Marlène n’avait pas la moindre idée de ce dont parlait le directeur.
- La manière dont je vais me procurer cette magie ne vous regarde pas, maître Gilain, indiqua la néomage.
- Vous formez un couple très harmonieux, Stoffer et vous, lança maître Gilain. Vous avez prévu de le rejoindre et de voler la magie de pauvres innocents.
- Comme je l’ai dit aux agents du CIM, j’ignore totalement où se trouve Lycronus Stoffer. Quant à vos sous-entendus concernant une relation entre Stoffer et moi, je vous rappelle que mon cadre des cœurs jumeaux est vide, comme ont pu le constater ces messieurs du CIM, à qui vous avez ouvert les portes de ma chambre.
La bouche de maître Gilain tremblota.
- Un couple vraiment très harmonieux, insista le directeur assortissant ces mots d’un regard brûlant.
- Mes conditions de remboursement vous conviennent-elles ?
- Un seul retard de paiement, et je vous envoie le CIM sur le dos.
- Parfait, répondit Marlène.
Maître Gilain tapota sur son ordinateur, imprima deux feuilles, signa, tamponna puis tendit le document à Marlène. La néomage relisait toujours le document lorsqu’on frappa à la porte du bureau du directeur.
- Entrez ! lança-t-il et monsieur Toupin fit son entrée. Mademoiselle Norris a une allergie aux bracelets. Pourriez-vous lui réaliser un tube de transfert, je vous prie ?
- Tu nous quittes, Marlène ? s’étonna monsieur Toupin.
Le directeur fut plus rapide.
- Monsieur Toupin, je vous prierais de ne pas vous étendre en inutiles effusions affectives.
- Vous la renvoyez ? insista pourtant monsieur Toupin.
- Mademoiselle Norris a choisi de quitter notre école, précisa maître Gilain. C’est son droit.
- Bien sûr, oui, évidemment. Je suis surpris, c’est tout. Je vais réaliser votre demande, monsieur le directeur.
Monsieur Toupin sortit. Marlène signa les deux documents, dont elle garda un exemplaire tandis que maître Gilain plaçait les siens dans un coffre fort magique. L’attente du retour de l’ensorceleur se fit dans un silence glacial.
Monsieur Toupin reparut dix minutes plus tard. Marlène prit le simple tube de grès et de cuivre.

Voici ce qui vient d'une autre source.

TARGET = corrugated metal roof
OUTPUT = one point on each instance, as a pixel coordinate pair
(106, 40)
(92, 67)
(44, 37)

- Merci, monsieur Toupin, lança Marlène.
L’ensorceleur cligna plusieurs fois des yeux et suivit Marlène des yeux tandis qu’elle quittait sans un mot le bureau du directeur. La néomage récupéra ses affaires et sortit de l’école en même temps que les autres élèves, prenant le train comme si de rien n’était.
En arrivant en gare Montparnasse, de nombreux journalistes attendaient sur le quai.
- Mademoiselle Norris, est-ce exacte que vous avez quitté l’école du Mistral ?
- En effet, confirma la néomage.
- Que comptez-vous faire maintenant ?
- Intégrer l’équipe de France de PBM, indiqua Marlène.
Inutile de cacher cela. Les inscriptions n’avaient rien de privé. Tout le monde le saurait. Autant maîtriser la diffusion de l’information.
- Comment comptez-vous vous faire accepter ? demanda une journaliste.
- En prouvant mon talent, répondit Marlène.
- Vous n’avez jamais joué au PBM, répliqua un autre porteur de micro.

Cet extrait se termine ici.